Seorang lelaki yang ia kenal tampak menghubunginya lewat sambungan WhatsApp Call.

“Halo. Ada apa Mas?” Ujar Indira membuka pembicaraan.

“Kok ditelpon jawabnya Halo? Harusnya kamu mengucapkan salam dulu dong,” ujar sang lelaki di ujung lain sambungan telepon.

Padahal dia sendiri tidak mengucapkan salam yang dimaksud. “Lain kali jangan sampai lupa.”

Saat mendengar teguran itu, Indira jadi merasa bersalah. Ia merasa sudah seharusnya ia mengingat hal tersebut, karena pria yang menghubunginya kali ini merupakan sosok yang sangat religius, setidaknya di hadapan orang-orang.

Karena itu, ia pun pasti mengharapkan Indira untuk mempunyai pola pikir dan cara berperilaku yang sama.

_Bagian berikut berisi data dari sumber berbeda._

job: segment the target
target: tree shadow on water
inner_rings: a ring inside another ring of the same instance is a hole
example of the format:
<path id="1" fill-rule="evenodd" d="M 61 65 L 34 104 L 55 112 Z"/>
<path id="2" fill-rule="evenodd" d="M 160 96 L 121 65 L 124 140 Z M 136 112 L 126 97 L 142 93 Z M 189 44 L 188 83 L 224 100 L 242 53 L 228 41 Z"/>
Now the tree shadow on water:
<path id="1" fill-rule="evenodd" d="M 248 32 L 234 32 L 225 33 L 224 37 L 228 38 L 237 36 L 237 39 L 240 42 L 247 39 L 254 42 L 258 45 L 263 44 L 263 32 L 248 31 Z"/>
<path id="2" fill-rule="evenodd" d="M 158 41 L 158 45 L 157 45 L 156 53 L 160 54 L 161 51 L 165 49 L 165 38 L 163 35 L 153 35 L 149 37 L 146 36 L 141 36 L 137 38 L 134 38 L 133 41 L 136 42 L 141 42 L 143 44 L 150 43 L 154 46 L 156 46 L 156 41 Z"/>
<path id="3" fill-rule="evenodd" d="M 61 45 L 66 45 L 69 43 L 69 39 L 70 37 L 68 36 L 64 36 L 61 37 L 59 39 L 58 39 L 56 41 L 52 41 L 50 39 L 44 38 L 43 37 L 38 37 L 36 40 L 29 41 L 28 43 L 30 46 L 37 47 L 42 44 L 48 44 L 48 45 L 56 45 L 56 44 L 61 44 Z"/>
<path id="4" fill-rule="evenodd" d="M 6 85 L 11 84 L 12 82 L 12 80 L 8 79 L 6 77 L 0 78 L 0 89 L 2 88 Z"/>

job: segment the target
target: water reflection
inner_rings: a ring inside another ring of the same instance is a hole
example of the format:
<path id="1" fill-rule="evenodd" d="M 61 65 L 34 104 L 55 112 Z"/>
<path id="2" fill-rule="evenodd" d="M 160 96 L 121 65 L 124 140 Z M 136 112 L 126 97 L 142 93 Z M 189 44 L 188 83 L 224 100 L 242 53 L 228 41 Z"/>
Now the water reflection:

“Oke, tapi itu bukan alasan. Hal yang seperti ini lebih penting dari pekerjaan apapun. Lain kali jangan diulang lagi.”

“Iya, Mas,” jawab Indira sedikit tertahan

Berhubungan asmara dengan Mas Ahmad memang dipenuhi momen-momen seperti ini, di mana Indira sering sekali dianggap melakukan kesalahan dan menyalahi aturan, dan Mas Ahmad akan selalu memperingatkannya.

Memang sih, hal tersebut memang tidak pernah berlanjut ke pertengkaran hebat, karena Indira sendiri cenderung pasrah dan menerima saja semua teguran dari kekasihnya.

Ahmad sendiri sepertinya senang merasa lebih pintar dan lebih alim dibanding orang lain, terlebih dari calon istrinya.

Hal ini sering membuat Indira berpikir apakah semua hubungan yang langgeng akan selalu diawali dengan dinamika seperti ini? Di mana sang perempuan harus terus menerus memenuhi ego dari sang lelaki?

“Ada apa, Mas? Tumben nelpon pagi-pagi.”

“Begini, Dek. Hari Rabu minggu depan Ummi mau belanja bulanan ke hypermart, dan biasanya aku yang menemani.

Tapi kebetulan aku harus pergi ke luar kota untuk urusan bisnis. Bisa gak kalau Adek yang menemani Ummi?” Tanya Ahmad.

Meski belum resmi menikah atau bahkan melamar Indira secara resmi, pria tersebut memang sering memberikan perintah-perintah aneh seperti ini.